Two-Week Sprints Were Finishing Only Half the Planned Work

A nineteen-person AI agency in Seattle ran two-week sprints across all their delivery teams. It was the standard agile cadence they had adopted from day one, borrowed from a product engineering handbook without much thought. For three years, it worked well enough. Then the operations manager noticed a troubling pattern: sprint completion rates across the agency averaged fifty-eight percent. Nearly half the work planned for each sprint was not finishing on time.

The teams were not underperforming. They were planning against a cadence that did not match the nature of AI work. Data cleaning tasks that were estimated at three days took eight because the data was messier than expected. Model training runs were scheduled to complete within the sprint but ran over because hyperparameter tuning required more iterations. Client review cycles were crammed into the last two days of the sprint, creating a bottleneck that pushed approvals into the next sprint.

The operations manager experimented with different cadences for different project phases. Discovery sprints ran one week. Build sprints ran three weeks. Evaluation and client review periods ran two weeks. Sprint completion rates climbed to seventy-nine percent. Team morale improved because people were hitting their targets instead of carrying over unfinished work every cycle.

The sprint cadence that works for a product team building web features is not the cadence that works for an AI team building data pipelines, training models, and deploying inference systems. The rhythm of the work should dictate the rhythm of the process, not the other way around.

Why Default Two-Week Sprints Often Fail for AI Work

Two-week sprints are the most common cadence in software development, and for traditional feature development, they work well. A developer can spec, build, test, and ship a feature in two weeks. The work is relatively predictable, the feedback cycles are fast, and the deliverable at the end of the sprint is tangible.

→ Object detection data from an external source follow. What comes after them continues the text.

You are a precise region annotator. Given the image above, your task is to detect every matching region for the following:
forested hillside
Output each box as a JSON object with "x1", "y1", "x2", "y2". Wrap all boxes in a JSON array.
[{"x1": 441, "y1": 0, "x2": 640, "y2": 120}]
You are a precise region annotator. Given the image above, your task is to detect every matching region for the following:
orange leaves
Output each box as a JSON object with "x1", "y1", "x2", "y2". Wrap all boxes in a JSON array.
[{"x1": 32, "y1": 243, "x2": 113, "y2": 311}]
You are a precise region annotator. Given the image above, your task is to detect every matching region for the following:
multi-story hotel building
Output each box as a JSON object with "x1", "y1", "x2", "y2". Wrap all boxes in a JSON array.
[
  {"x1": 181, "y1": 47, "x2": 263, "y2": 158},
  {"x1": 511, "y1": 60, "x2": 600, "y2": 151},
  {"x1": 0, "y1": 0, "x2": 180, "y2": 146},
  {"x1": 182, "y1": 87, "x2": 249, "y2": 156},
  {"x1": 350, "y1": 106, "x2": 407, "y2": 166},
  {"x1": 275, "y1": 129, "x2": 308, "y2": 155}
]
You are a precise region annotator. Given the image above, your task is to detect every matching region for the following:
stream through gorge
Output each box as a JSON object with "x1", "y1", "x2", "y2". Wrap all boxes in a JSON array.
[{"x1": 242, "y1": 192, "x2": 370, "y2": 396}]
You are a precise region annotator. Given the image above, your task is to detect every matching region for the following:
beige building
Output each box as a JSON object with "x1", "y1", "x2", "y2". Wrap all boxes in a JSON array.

AI work has different dynamics.

Data work is inherently unpredictable. You might plan three days for data cleaning and discover that the client's dataset has a format inconsistency that affects forty percent of the records. That discovery cannot be predicted during sprint planning. A two-week sprint does not have enough buffer for these surprises.

Training runs have fixed durations. A model training run might take four days on available hardware. You cannot make it faster without different infrastructure or a different approach. If the run starts on day three of the sprint, it finishes on day seven, leaving only three working days for evaluation, debugging, and iteration before the sprint ends. That is not enough time for meaningful work after the run completes.

Feedback cycles with clients are longer. In traditional software, a product owner can review a feature in thirty minutes. An AI model evaluation requires the client to review performance metrics, test edge cases, and often consult with domain experts. This review cycle typically takes three to five business days, which is a quarter of a two-week sprint.

Experimentation does not fit into fixed boxes. If you plan three model experiments for a sprint and the first experiment reveals that the approach needs to change, the remaining two experiments are invalid. You need to replan, which the sprint did not account for.

Integration work has external dependencies. Connecting a model to a client's production environment depends on the client's IT team, their change management processes, and their infrastructure availability. These dependencies operate on their own timeline, not yours.

Matching Sprint Cadence to Project Phase

Different phases of an AI project have different work rhythms. Instead of forcing a single cadence across the entire project, match the cadence to the phase.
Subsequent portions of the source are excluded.